If $\binom{99}{19}\equiv 19\pmod{25}$ and $\binom{99}{19}\equiv 2\pmod {4}$, how can we deduce that $\binom{99}{19}\equiv 94\pmod{100}$?

Question

Problem: If $\binom{99}{19}\equiv 19\pmod{25}$ and $\binom{99}{19}\equiv 2\pmod {4}$, how can we deduce that $\binom{99}{19}\equiv 94\pmod{100}$?

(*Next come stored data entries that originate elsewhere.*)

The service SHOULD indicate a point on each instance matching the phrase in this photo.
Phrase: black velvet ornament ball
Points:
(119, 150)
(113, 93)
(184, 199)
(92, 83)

My Attempt: The actual problem asks one to find $\binom{99}{19}\pmod{1000},$ but I am first trying to find the last two digits of $N=\binom{99}{19}.$ So I broke the $100$ into $25$ and $4$ since they are relatively prime and obtained the following congruences: $$\binom{99}{19}\equiv 19\pmod{25}$$ and $$\binom{99}{19}\equiv 2\pmod {4}.$$ But the solution,states that the lst two digits of $N$ are $94.$ I am unable to use the aforementioned facts to conclude that $N\equiv 94\pmod{100}.$ Please help.

Answer 1

There are four numbers less than $100$ that are congruent to $19$ modulo $25$. They are $19, 44, 69$ and $94$. Of those, only one is congruent to $2$ modulo $4$.

Answer 2

There is a formula for solving a system of congruences with coprime moduli, which everyone should know: if $ua+vb=1$ is a Bézout's relation between the coprime integers $a$ and $b$, then a solution of the system $\;\begin{cases}x\equiv\alpha\mod a, \\ x\equiv \beta\mod b, \end{cases}$ is given by $$x\equiv \beta\cdot ua+\alpha\cdot vb\mod ab.$$ In the present case, a Bézout's relation is $25-6\cdot 4=1$, hence the solutions are $$x\equiv 2\cdot 25- 19\cdot 24=-406\equiv -6\equiv 94\mod 100.$$

Answer 3

By CRT: $\ {\rm mod}\ 4\!:\ 2 \equiv x \equiv 19\!+\!25j \equiv -1\!+\!j\,$ $\Rightarrow\,$ $j\equiv \color{#c00}3,\ $ so $\ x = 19\!+\!25(\underbrace{\color{#c00}3\!+\!4k}_{\large j})=94\!+\!100k$ Remark $\ $ The above method can be recast as a formula, see Easy CRT.

Answer 4

x is congruent to -6 modulo 4 and modulo 25. That is x+6=4k=25n=100(n/4). n is divisible by 4 because 25n is divisible by 4 and 25 isn't. x is congruent to -6 modulo 100.